The façade of The Captain Kidd on Wapping High Street doesn't look too appealing, as there aren't any windows and there isn't any evidence of a pub existing here whatsoever (other than the pub sign). Outwardly it's a derelict building; however, you should discount the pub's street-facing frontage, as The Captain Kidd is situated in another building behind the façade, with access via a small courtyard.
The highlights of this Samuel Smiths pub are its riverside location, view, bay windows and large outdoor terrace, on which there are plants, tables and benches facing the river. From the terrace there is an excellent view of the River Thames, ships moored nearby and Canary Wharf towering above the buildings opposite. There is little in the way of a barrier to stop teetering drunks from plunging into the river, other than a low wall, but the pub judiciously supplies a buoyancy-aid in the vain hope that a drunk in the river is coherent enough to use it.
In the pub itself a stone floor lies below a low, wooden-beamed ceiling and customers sit on pews at barrels reinvented as tables. Most of the woodwork in the pub is old and fatigued, including the beams that surround the horseshoe-shaped bar. The walls of the pub, as to be expected, are lined with pictures of ships, nautical paintings, old Thames photographs and antiquated charts and maps of the river.

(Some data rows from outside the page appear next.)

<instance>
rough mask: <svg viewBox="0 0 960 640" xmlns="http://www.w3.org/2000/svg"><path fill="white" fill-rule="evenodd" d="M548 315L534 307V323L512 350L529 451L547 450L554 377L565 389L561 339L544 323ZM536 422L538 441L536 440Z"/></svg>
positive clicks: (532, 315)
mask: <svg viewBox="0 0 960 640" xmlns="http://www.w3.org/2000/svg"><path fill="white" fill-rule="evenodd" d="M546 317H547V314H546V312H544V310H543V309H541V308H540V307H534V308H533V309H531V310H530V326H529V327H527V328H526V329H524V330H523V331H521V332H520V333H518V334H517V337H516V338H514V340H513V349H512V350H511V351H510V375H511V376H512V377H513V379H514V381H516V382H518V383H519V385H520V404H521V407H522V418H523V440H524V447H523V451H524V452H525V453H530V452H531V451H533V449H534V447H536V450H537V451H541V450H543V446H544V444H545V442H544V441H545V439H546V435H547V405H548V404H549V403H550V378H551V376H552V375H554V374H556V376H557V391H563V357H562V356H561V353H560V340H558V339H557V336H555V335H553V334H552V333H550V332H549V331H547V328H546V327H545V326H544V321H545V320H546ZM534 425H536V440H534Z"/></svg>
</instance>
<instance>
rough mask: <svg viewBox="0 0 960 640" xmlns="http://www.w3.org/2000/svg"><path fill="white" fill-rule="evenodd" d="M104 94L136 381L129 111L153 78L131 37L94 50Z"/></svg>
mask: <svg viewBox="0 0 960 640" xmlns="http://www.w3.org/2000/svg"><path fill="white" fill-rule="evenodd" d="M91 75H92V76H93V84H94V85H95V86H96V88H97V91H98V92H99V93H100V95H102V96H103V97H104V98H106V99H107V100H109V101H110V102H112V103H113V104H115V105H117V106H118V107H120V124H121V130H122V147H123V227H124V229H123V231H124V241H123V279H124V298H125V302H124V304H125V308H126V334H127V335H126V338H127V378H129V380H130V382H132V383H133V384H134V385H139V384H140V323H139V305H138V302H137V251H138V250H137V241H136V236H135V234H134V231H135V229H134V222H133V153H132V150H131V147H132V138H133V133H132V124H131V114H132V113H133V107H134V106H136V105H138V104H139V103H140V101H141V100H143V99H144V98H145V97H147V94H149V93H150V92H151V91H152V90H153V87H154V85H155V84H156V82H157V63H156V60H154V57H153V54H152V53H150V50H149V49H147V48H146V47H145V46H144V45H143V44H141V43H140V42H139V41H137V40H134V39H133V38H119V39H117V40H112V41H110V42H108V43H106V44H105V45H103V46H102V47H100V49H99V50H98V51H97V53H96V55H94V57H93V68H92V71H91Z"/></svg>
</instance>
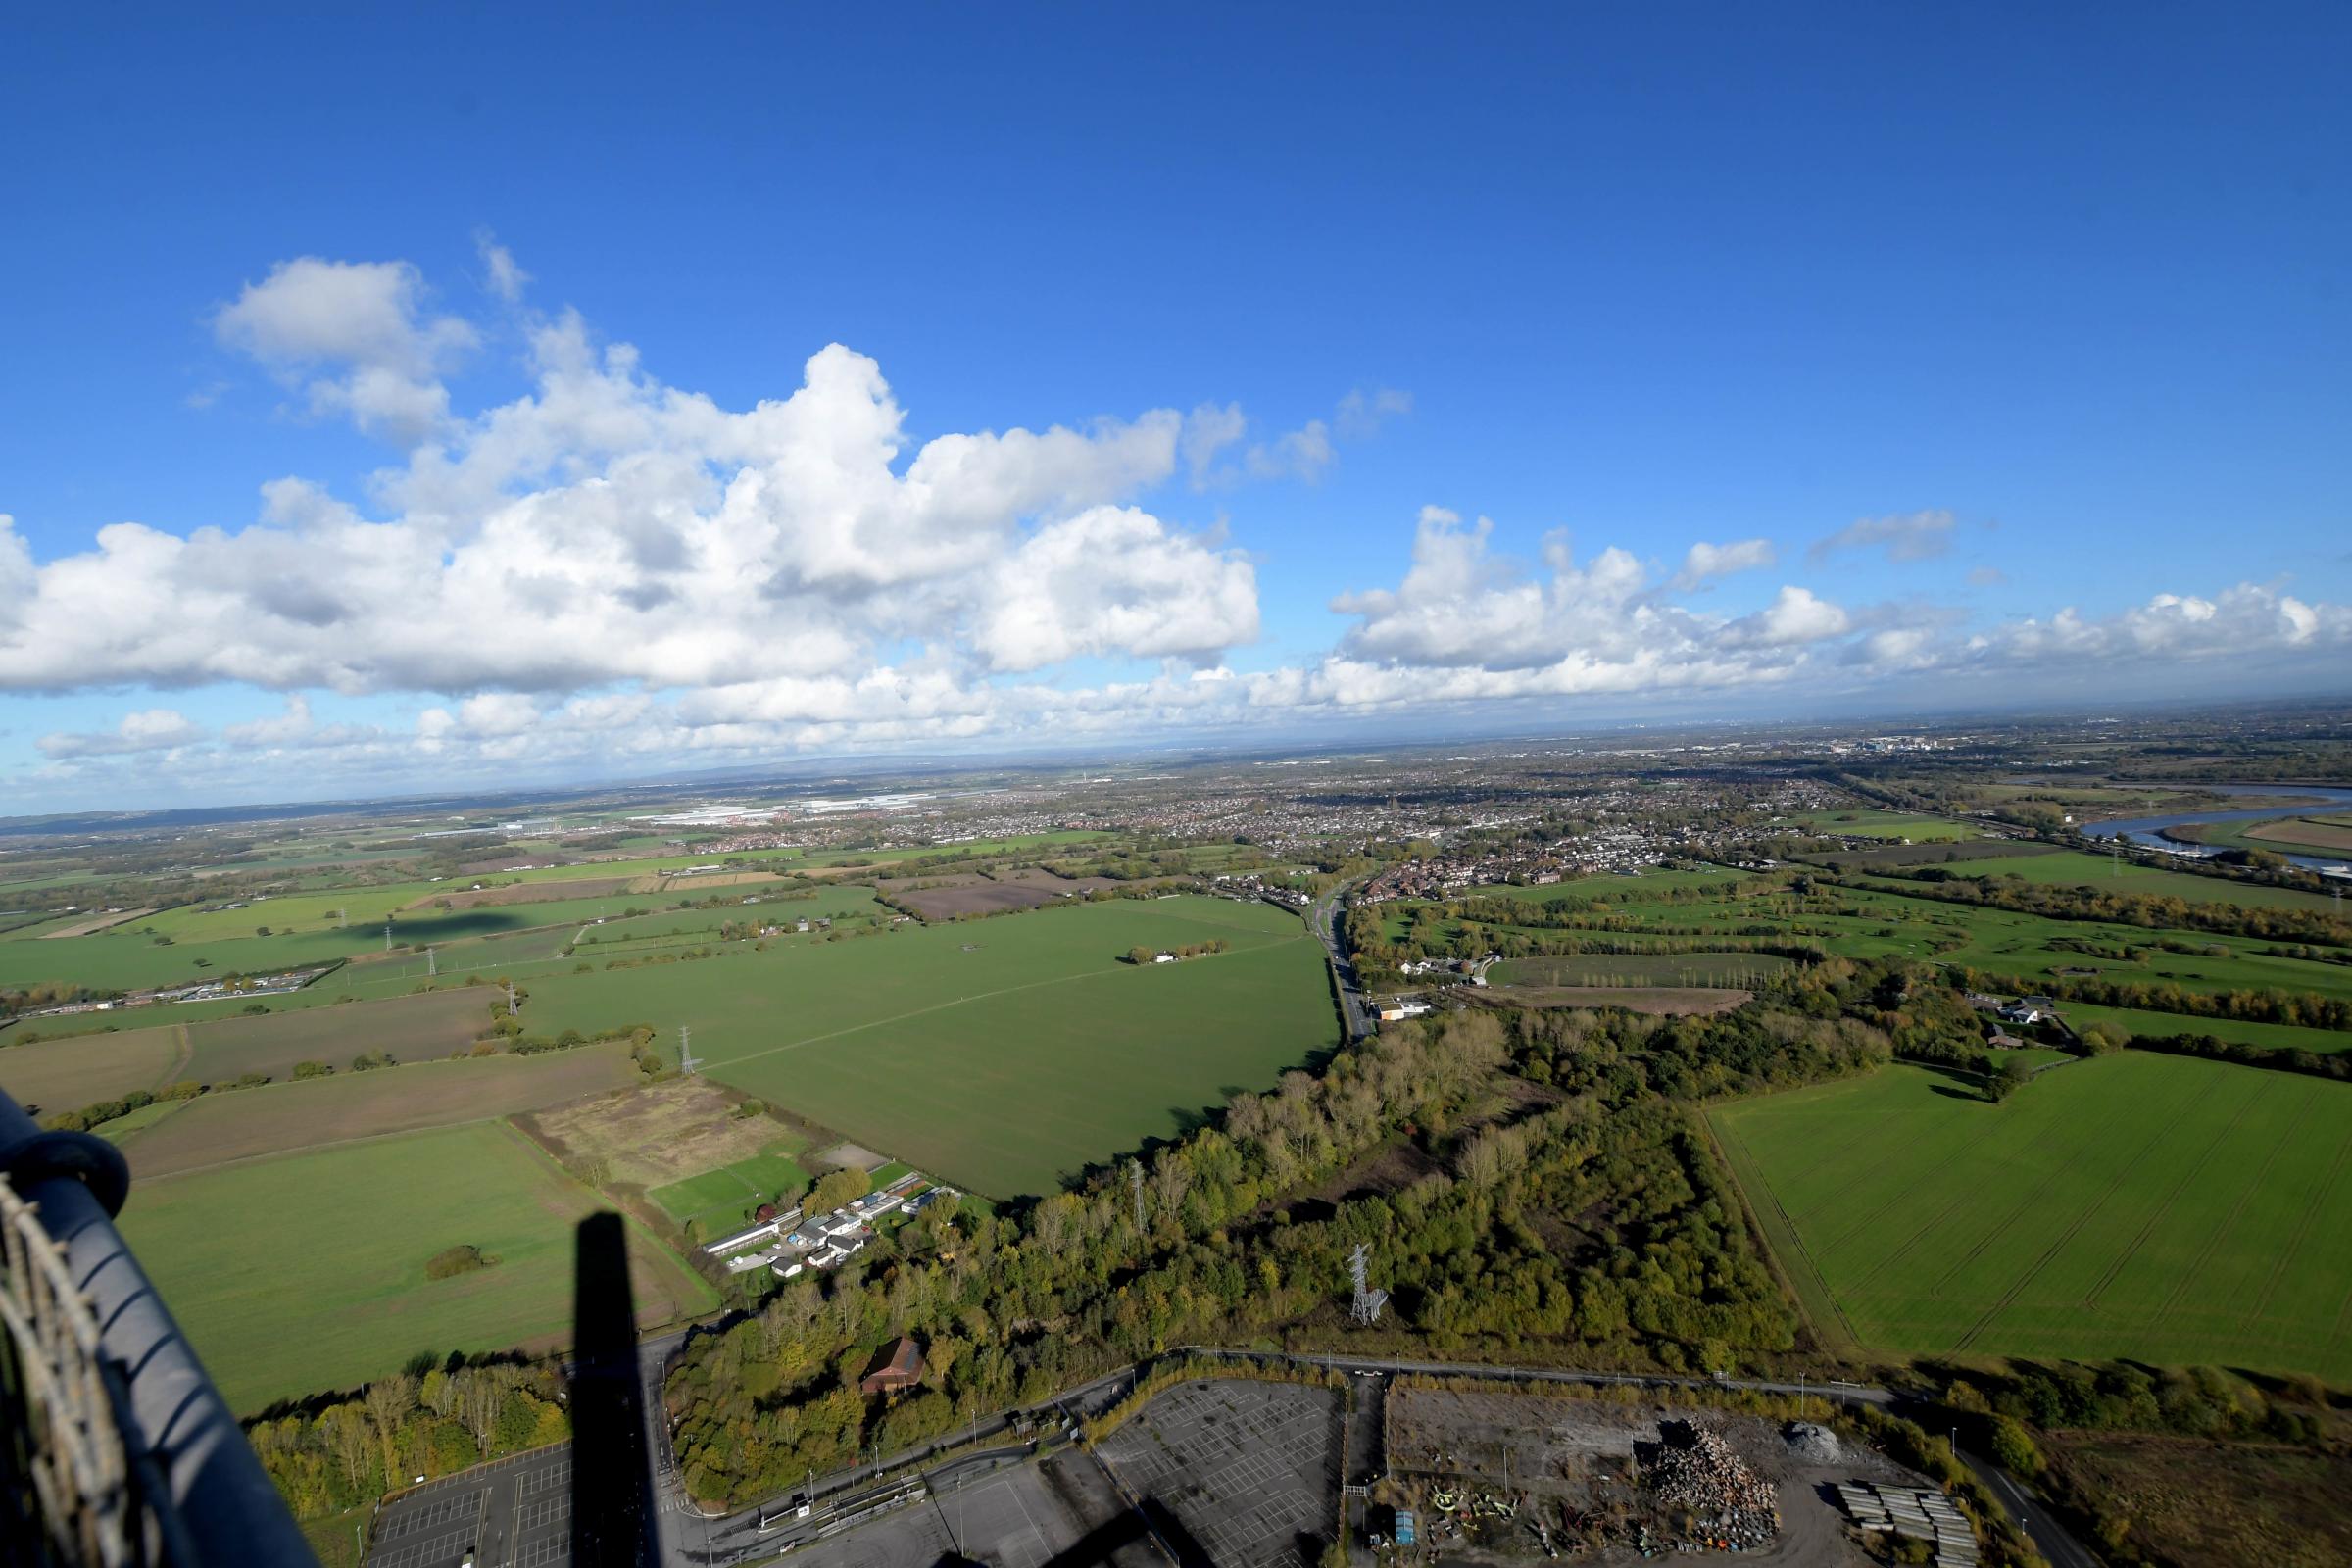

There is a large booth in the pub that is ideal for large parties, as it contains a single lengthy oak table surrounded by benches and is situated a few steps above the pub in a quiet corner. The presence of a projector and screen in the secluded booth, however, suggests you're not welcome to sit here during important sporting fixtures. There is, thankfully, another large adjacent room that's away from the big-screen, in which there are plenty of tables and chairs.
Above the pub on the top floor of the building is The Gallows restaurant, which is named, perhaps, to suggest its food is prepared from carrion found hanging on a noose!
The clientele of The Captain Kidd seems to be Australasians and Wapping's nouveau riche, both of whom seem intent upon being loud and rowdy. This 17th Century building has been home to The Captain Kidd pub for about a century, and it was originally a warehouse used by tradesmen making boats, repairing sails and working on the river.
Captain William Kidd was a Scottish colonial ship-owner in 1690s' New York. He became a privateer (to hunt and capture pirates) and later turned to piracy himself; he was arrested, convicted and hanged at Wapping on May 23 1701. During his execution the rope broke; he was hanged on the second attempt. His body remained on the gallows until it had been washed by three tides; it was then tarred (for preservation) and placed in gibbets for public display at Tilbury Point in Essex to discourage other pirates.